The Victorian Greens justice spokesperson, Sue Pennicuik, a member for Southern Metropolitan Region in the other place, this year raised with the Attorney-General concerns about the steep increase in the number of children on remand and asked that action be taken to address this very important issue, including that children be excluded from the show-cause provisions of the Bail Act and that the government add child-specific criteria to the sentencing provisions in the Children, Youth and Families Act.
It was highlighted by the Victorian Law Reform Commission (VLRC) in its final report into the Bail Act in January 2007 that children are particularly vulnerable in their dealings with the criminal justice system. Therefore the Greens are of the view that it makes sense when considering bail for children to focus as much as possible on preserving the child's relationship with their family or carers, to not have their living arrangements disturbed, to support the continuing of the child's education or training and to minimise the stigma — all of which this bill addresses by adding child-specific criteria for consideration of bail applications in relation to children and young people.
We also fully support removing children from the offence of breaking a bail condition under clause 16 and providing for the presumption for initiating criminal proceedings against children by way of summons rather than arrest, which responds to concerns put by lawyers and by the Department of Health and Human Services that there are instances where the police should proceed with a matter by way of summons rather than arrest. This presumption to proceed by way of summons will also assist in ensuring that decisions on how criminal proceedings are initiated are more consistent and overcome those concerns that there is sometimes no rhyme or reason to why police will decide to charge in some instances and then use a summons in others, as noted in the VLRC report.
The bill also expands who can grant permission for the publication of the identity of those involved in Children's Court proceedings, from the president of the Children's Court to any Children's Court magistrate, which the Greens also support.

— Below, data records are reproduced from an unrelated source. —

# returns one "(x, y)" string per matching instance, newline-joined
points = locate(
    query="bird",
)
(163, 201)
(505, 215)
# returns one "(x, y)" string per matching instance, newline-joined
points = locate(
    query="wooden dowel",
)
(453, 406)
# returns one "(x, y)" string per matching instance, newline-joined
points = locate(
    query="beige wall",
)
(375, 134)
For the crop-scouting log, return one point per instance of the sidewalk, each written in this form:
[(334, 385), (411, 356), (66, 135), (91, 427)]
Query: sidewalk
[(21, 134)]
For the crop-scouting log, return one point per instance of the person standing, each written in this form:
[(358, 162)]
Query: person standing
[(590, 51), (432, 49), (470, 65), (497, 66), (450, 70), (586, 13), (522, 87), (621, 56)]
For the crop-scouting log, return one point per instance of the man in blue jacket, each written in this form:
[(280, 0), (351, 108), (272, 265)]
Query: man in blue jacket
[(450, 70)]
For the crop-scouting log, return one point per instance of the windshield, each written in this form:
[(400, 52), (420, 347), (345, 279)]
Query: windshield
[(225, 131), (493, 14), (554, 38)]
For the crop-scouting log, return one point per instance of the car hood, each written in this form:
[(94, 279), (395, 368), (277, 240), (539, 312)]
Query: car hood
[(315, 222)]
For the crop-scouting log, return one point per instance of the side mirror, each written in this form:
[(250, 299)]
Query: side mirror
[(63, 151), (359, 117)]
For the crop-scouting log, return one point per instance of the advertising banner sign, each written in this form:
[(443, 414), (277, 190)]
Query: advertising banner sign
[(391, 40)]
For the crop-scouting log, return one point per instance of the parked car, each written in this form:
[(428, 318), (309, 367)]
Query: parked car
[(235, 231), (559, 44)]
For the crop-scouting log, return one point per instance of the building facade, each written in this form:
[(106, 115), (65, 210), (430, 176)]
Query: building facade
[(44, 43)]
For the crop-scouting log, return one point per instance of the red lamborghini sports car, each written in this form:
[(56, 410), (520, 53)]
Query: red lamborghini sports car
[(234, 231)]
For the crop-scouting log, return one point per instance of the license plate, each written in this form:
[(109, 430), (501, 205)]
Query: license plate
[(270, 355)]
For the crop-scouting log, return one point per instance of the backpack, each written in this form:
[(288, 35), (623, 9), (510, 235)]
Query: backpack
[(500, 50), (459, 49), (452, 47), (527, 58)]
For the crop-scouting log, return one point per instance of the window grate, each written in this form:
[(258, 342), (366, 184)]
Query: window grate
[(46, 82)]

There are further amendments to the Bail Act regarding terrorism, the failure to appear and serious offences. We are involved in an ongoing dialogue with the government and we have some questions regarding those provisions, which I am sure will be addressed in the other place. The Greens understand that the state must do all it can to protect the community from terrorism and ensure that adults and children feel safe, while at the same time upholding its responsibilities to preserve and protect the rights of accused people who are innocent until proven guilty, and ensure that unjust detention does not occur. In that context we will be raising questions regarding those matters in the other place. As I said, the Greens will be supporting this bill in this house.